The statute itself would appear to require such an interpretation. In relevant part it states "where any conveyance shall be made of any lands . . . by which a trust . . . shall . . . arise . . . by . . . construction of law . . ., then . . . such trust . . . shall be of the like force and effect as if this act had not been passed." As the means by which Joseph originally acquired title to the land is not the ground relied on, the imposition of a constructive trust would be improper. The transfer from Joseph to himself and his wife is not relevant for this purpose because as to that appellant was a stranger and did nothing that would create an equitable duty running to him.

Also, appellees will not be unjustly enriched by not having to convey the 17 1/2 acres. Both notes say that if they are not repaid within five years the land is to be conveyed in satisfaction of the debts. Both parties took the risk that land values would either increase or decrease over time, and in that situation it is not unfair that one party should have the benefit of that risk.

Decree affirmed. Each party to bear own costs.

Disposition

Decree affirmed.

Dissenting Opinion by Mr. Justice Roberts:

It is my view that specific performance should have been granted. I do not quarrel with the general proposition that a contract conveying an interest in land may be specifically enforced only if the property involved is clearly and adequately described. Portnoy v. Brown, 430 Pa. 401, 243 A.2d 444 (1968); Cheney v. Carver, 370 Pa. 543, 88 A.2d 746 (1952). However, not all contracts whose ultimate result is the transfer of an interest in land are subject to the full rigors of this principle. "Under the authorities generally, it is clear that a deed is not void which purports to convey, out of a larger tract of land presumably owned by

[ 438 Pa. Page 129]

    the grantor, a stated number of unlocated acres to be selected at the will of the grantee." 117 A.L.R. 1087; Turner v. Hunt, 131 Tex. 492, 116 S.W.2d 688 (1938).

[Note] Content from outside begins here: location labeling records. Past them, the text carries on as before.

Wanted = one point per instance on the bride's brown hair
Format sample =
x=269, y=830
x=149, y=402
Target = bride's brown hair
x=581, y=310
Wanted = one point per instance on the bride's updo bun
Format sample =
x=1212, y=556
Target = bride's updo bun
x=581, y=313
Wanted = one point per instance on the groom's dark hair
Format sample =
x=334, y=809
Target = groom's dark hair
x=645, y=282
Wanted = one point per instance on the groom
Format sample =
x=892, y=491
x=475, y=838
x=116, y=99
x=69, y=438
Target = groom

Both instruments involved in this case contained the following language:

"It was further agreed between these two parties that if the note was not paid in full within five years the borrower (J.A.P.) agrees to transfer to the lender ten acres (10) [7 1/2 acres in the second note] of his farm in Jamison, Penna. in one parcel.

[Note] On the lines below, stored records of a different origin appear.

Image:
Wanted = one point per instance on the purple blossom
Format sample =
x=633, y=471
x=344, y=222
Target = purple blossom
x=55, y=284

"It was further agreed that not more than fifty per cent (50%) of this parcel will be on either Poor House or Dark Hollow Road."

It is my view that the agreements gave the appellant the right to take any portion of the appellees farm which fit the description as to size and location. Since this interpretation of the contract renders the general principle stated above inapplicable, I would reverse the decree and grant specific performance.